"Lettre à Tunga", par Miguel Rio Branco

Tunga, sculpteur et plasticien brésilien, de renommée internationale, est décédé le 6 juin à Rio de Janeiro, à 64 ans. Son ami le plasticien et photographe brésilien Miguel Rio Branco lui a adressé une lettre, depuis Paris. Paris, où Tunga exposa en 2005 sa grandiose "A la lumière des deux mondes", sous la pyramide du Louvre. Gageons que l'oeuvre de Tunga tutoie désormais une lumière éternelle.

Cher ami, où que tu sois, je n’arrive à comprendre ce qui s’est produit, seule la douleur est là, mais je sais que tu continues de suivre les vents qui mènent nos vies, car je n’arrive pas à croire en la mort, il me semble que c’est seulement une autre part de la vie, je sais que nous nous rencontrerons de nouveau.
En ce moment, je suis dans cet autre espace-ville que tu as tant aimé, la Seine transbordant, noyant les quais, menaçant les réserves du Louvre - où tu as fait cette installation caustique - de torrents d’eau, comme ces larmes quand je pense à ton départ et au supplice que tu as affronté.

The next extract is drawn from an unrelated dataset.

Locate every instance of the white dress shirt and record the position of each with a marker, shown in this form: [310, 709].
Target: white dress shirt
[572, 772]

Mais par toutes ces rues par lesquelles si souvent nous avons marché ensemble, je ne parviens pas à penser, je sens le vide, dans cette grande cavité qui restera en mon âme, il manquera ton intelligence, ta connaissance, ton talent et ta générosité. Ton oeuvre restera, mais restera un trou noir à la place de la lumière que tu pourrais encore irradier par tes multiples et riches variations... Nous nous sommes toujours dit que l’important est que l’oeuvre demeure, ce serait elle qui nous rendrait immortels, mais cela n’avance à rien maintenant car la douleur de la saudade a déjà fait ses ravages, a déjà ôté la motivation que chacune de tes nouvelles oeuvres amenait.
Manquera ton sourire, tes commentaires qui toujours nous enrichissaient, ta conscience aigüe, tes hallucinations qui nous élevaient, qui nous grandissaient…
Restera, à nous qui sommes encore en ce monde en lambeaux, la tâche de faire reconnaître ton oeuvre à la place qui lui revient sur cette planète, comme l’une des très grandes, tâche difficile dans ce monde de futilités... où des petits prennent la place des grands, où les mensonges ont plus de force que les vérités.
A bientôt ami cher, que tu sois emporté par les vents de la paix et de la sérénité.